In a small bowl, whisk together the all-purpose flour, baking powder, and salt until combined. Set aside.
2 cups all-purpose flour, 2 teaspoons baking powder, ½ teaspoon table salt or fine sea salt
In a large bowl, or use the bowl of a stand mixer, beat the eggs on medium-high speed for 30 seconds.
2 large eggs
Add in the sugar and oil, and continue beating on medium speed until well combined, and until it's "fluffy looking" and pale in color; about 1-2 minutes.
1 cup granulated sugar, 1/2 cup canola or vegetable oil
Add in the buttermilk, lemon zest, and lemon juice and blend together just until combined.

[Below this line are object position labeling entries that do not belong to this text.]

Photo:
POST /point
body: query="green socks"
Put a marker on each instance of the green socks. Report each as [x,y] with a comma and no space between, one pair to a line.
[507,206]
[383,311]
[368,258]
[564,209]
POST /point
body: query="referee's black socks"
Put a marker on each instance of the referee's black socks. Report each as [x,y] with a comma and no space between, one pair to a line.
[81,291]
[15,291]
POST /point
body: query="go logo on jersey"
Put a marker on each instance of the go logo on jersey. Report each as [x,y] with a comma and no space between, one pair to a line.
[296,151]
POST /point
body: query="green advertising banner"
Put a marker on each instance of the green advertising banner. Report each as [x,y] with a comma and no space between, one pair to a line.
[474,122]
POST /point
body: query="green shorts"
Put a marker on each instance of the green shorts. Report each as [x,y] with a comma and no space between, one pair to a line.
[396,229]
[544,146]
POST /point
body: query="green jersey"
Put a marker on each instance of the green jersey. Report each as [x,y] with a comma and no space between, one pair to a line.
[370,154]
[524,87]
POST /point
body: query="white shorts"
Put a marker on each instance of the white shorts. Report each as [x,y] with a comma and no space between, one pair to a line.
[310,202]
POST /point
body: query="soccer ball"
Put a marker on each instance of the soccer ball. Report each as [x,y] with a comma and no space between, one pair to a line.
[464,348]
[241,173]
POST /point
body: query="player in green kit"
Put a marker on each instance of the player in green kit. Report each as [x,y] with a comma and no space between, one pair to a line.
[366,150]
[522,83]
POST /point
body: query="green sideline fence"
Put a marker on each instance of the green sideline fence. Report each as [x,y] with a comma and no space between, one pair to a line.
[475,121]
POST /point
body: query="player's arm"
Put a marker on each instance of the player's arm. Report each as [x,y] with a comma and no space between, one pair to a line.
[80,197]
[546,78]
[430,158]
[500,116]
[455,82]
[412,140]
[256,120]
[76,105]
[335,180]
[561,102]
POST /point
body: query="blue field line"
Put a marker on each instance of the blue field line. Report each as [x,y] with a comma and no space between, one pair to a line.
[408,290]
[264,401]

1/2 cup buttermilk, zest of 1 lemon, 2 tablespoons fresh lemon juice
Add the dry ingredients into the wet ingredients along with the shredded zucchini. Beat on low speed, or mix in by hand using a mixing spoon or spatula, just until combined and no flour streaks remain in the batter.
1 cup shredded zucchini
Evenly divide the lemon zucchini batter between the mini loaf pans (or just dump it all into the large loaf pan if using).

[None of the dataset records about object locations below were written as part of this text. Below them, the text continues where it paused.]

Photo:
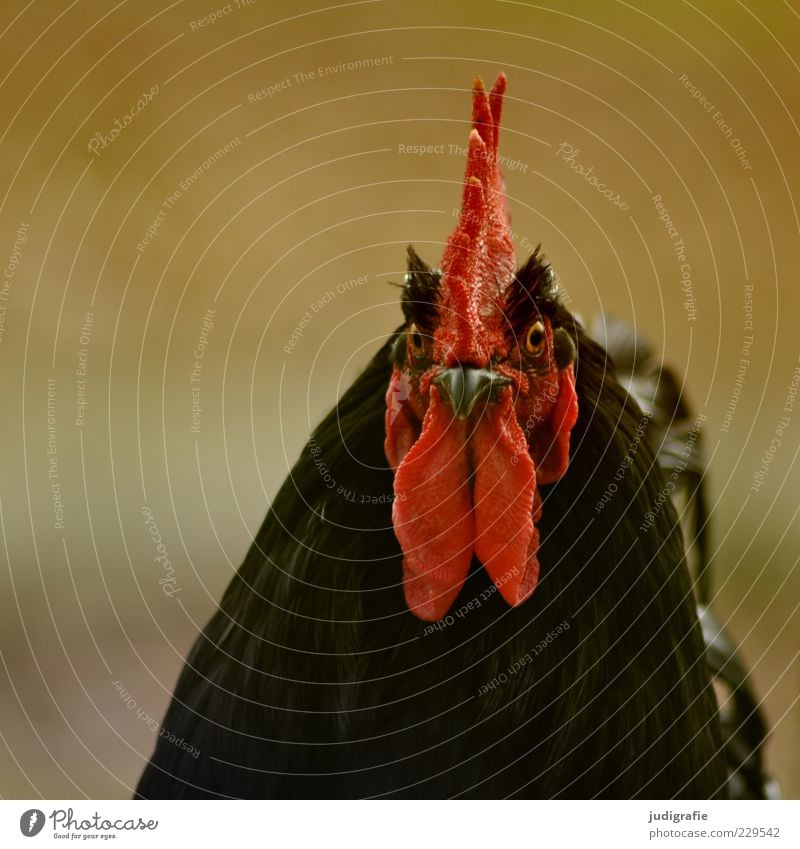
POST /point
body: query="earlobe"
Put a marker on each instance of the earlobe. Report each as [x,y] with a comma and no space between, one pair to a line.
[401,432]
[565,414]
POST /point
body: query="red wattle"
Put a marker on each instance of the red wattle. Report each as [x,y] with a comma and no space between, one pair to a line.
[432,513]
[506,502]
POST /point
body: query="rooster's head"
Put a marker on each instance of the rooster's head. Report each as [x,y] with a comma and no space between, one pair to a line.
[482,397]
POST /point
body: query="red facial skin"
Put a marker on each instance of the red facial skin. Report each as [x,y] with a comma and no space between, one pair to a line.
[465,487]
[470,486]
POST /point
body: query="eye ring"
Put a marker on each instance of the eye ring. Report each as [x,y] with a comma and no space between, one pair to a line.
[536,338]
[416,341]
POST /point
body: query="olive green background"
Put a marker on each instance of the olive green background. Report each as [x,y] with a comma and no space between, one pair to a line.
[291,237]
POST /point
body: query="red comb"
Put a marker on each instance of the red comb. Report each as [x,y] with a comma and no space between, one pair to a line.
[478,261]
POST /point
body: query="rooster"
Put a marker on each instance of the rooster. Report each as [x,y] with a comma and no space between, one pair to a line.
[458,616]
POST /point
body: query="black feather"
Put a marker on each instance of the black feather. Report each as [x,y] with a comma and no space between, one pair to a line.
[420,301]
[314,680]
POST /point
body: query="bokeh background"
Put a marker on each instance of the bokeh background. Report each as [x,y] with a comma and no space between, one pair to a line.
[179,192]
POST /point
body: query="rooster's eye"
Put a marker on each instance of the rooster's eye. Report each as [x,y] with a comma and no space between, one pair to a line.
[416,342]
[534,341]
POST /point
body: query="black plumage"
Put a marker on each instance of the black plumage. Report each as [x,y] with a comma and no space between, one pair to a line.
[314,680]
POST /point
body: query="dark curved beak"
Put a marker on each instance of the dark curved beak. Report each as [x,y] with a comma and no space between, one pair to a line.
[462,387]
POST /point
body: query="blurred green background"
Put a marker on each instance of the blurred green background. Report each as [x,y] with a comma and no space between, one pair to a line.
[264,147]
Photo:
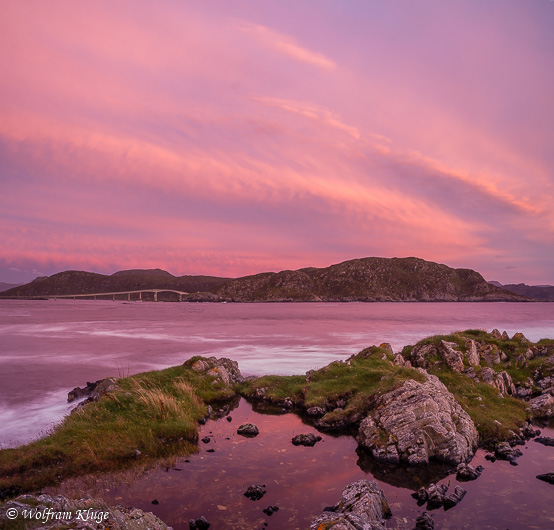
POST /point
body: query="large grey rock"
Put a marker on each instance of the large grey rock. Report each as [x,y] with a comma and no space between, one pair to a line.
[451,355]
[84,514]
[363,506]
[223,369]
[542,406]
[501,380]
[418,422]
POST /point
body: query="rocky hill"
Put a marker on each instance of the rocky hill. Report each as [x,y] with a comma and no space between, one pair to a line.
[537,292]
[81,282]
[364,280]
[368,280]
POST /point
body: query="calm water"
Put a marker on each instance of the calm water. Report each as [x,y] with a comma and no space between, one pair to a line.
[49,347]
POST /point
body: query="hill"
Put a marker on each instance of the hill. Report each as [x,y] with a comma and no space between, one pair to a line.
[364,280]
[537,292]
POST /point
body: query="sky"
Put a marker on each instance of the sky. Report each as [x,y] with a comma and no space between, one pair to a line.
[233,137]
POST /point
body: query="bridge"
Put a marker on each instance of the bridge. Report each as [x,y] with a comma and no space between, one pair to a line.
[114,294]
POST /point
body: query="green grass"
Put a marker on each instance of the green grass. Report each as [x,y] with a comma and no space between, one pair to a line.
[155,413]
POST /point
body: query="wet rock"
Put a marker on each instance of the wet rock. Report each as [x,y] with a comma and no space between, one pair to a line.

Cook the mini loaf pans for 30-34 minutes OR the large loaf pan for 45-50 minutes. The bread should look done, and when gently pressed with a finger the bread should spring back, and a toothpick inserted into the middle should come out clean or with moist crumbs (not wet batter!).
Let the bread cool for about 15 minutes inside the warm loaf pan, and then remove the bread from the loaf pan and place the bread loaf on a wire cooling rack to cool completely.